Pour déduire la baisse d’abondance d’invertébrés dans les campagnes britanniques, les auteurs ont corrigé des biais possibles liés au type de véhicule (les poids lourds percutent plus d’insectes que les voitures conventionnelles, par exemple), à la vitesse des trajets, à l’heure et à la température ambiante pendant le trajet, etc. Ils ont même utilisé un indice d’activité biologique de la végétation (à partir de la couleur de photos satellites) autour des routes empruntées) pour corriger leurs estimations et, autant que possible, opérer leurs comparaisons toutes choses égales par ailleurs.

Résultat : la chute d’abondance d’insectes volants au Royaume-Uni entre 2004 et 2021 est comprise entre 56,2 % et 60,8 %, la valeur la plus probable étant 58,5 %. Le pays le plus touché est l’Angleterre (65 % de baisse), l’Ecosse étant la plus épargnée par le phénomène (27,9 % de baisse). Les auteurs demeurent prudents dans l’interprétation de leurs résultats. « Il faut noter que les observations rapportées ici sont basées sur des données provenant de seulement trois points de mesure, avec une distribution temporelle asymétrique », écrivent-ils.
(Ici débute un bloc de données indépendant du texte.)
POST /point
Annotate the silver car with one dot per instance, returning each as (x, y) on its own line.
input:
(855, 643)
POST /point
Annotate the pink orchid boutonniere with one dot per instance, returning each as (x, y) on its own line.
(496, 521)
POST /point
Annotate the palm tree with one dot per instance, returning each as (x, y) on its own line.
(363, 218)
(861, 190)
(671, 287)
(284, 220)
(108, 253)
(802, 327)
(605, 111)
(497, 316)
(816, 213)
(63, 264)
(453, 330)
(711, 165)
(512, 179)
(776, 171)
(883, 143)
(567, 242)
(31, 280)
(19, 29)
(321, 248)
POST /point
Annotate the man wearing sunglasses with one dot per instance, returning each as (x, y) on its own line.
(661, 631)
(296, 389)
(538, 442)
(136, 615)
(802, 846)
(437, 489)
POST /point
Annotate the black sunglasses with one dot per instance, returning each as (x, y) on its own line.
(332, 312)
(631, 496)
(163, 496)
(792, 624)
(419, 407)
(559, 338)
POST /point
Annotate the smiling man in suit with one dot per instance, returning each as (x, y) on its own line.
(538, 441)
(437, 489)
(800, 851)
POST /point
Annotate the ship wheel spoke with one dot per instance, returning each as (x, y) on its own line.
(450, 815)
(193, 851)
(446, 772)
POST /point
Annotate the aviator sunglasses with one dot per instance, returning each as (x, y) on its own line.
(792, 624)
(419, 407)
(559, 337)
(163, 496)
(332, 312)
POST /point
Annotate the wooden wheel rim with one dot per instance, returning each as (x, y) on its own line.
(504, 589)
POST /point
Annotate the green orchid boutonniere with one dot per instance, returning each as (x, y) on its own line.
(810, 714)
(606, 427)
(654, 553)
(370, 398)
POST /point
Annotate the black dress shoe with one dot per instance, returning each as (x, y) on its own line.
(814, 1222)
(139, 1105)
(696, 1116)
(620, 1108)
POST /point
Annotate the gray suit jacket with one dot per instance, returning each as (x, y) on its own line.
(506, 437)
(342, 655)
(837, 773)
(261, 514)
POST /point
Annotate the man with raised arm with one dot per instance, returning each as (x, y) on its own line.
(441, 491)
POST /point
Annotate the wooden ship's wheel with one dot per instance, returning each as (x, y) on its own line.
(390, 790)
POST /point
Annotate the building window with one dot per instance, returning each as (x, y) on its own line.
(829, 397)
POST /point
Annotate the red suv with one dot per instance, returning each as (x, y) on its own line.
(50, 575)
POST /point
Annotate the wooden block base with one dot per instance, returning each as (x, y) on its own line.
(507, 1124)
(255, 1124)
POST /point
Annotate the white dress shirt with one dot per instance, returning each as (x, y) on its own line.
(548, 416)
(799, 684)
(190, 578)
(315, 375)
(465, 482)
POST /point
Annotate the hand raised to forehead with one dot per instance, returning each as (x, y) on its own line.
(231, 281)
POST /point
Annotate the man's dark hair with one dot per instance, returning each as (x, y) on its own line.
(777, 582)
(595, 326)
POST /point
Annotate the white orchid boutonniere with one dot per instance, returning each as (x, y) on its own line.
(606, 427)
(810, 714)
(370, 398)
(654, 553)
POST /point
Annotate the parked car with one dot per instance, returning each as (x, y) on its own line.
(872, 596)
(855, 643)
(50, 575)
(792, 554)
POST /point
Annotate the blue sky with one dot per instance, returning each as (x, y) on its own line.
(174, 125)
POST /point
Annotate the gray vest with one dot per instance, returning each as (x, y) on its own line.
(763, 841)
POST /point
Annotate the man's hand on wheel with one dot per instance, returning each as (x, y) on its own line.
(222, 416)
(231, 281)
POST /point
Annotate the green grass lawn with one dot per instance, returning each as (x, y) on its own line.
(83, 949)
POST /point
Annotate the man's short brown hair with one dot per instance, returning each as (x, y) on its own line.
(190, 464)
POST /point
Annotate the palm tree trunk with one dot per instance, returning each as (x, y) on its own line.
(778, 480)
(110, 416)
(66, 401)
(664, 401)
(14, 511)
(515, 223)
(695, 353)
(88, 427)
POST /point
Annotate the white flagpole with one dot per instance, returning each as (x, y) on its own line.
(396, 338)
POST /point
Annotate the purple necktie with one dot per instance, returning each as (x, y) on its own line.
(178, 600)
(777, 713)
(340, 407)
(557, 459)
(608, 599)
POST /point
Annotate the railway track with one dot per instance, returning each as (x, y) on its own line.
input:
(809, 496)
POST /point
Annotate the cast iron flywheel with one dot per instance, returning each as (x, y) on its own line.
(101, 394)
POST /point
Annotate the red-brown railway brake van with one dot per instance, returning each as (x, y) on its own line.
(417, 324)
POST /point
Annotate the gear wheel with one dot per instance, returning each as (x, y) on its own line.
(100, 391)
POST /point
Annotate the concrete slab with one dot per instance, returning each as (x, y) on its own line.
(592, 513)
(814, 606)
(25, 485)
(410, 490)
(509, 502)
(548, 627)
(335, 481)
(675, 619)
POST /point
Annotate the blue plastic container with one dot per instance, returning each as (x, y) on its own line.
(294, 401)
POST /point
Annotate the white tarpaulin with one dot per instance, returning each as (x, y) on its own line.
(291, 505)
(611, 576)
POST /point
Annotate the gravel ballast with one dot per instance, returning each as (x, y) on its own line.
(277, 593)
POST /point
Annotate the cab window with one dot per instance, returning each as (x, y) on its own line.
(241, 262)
Impossible, dans ces conditions, de montrer formellement une tendance lourde au Royaume-Uni à partir de ces seules données.

Toutefois, notent les auteurs, ces résultats n’en sont pas moins cohérents avec des tendances bien établies dans d’autres pays européens. En 2017, dans PLOS One, une équipe de biologistes menés par Caspar Hallmann (Radboud, Pays-Bas) mettait en évidence une perte de 75 % à 80 % de la biomasse d’insectes volants dans une soixantaine de zones protégées allemandes insérées dans des paysages agricoles, entre 1989 et 2016.

A partir de données d’impact sur les pare-brise de voitures circulant sur deux tronçons de routes danoises, le biologiste Anders Moller (université Paris-Saclay) estimait en 2019, dans Ecology and Evolution, que l’abondance d’insectes volants autour de ces voies de circulation avait chuté respectivement de 80 % et de 97 % entre 1997 et 2017. La même année, dans Nature, une équipe conduite par Wolfgang Weisser et Sebastian Seibold (université technique de Munich) estimait, à partir de prélèvements réguliers dans 150 prairies allemandes, que le nombre d’invertébrés (insectes, arachnides, myriapodes) s’était effondré de 78 % entre 2008 et 2017.

Les travaux menés par les deux fondations britanniques montrent, en tout cas, l’apport potentiel de la science dite « participative » pour documenter un phénomène longtemps demeuré difficile, voire impossible, à mesurer.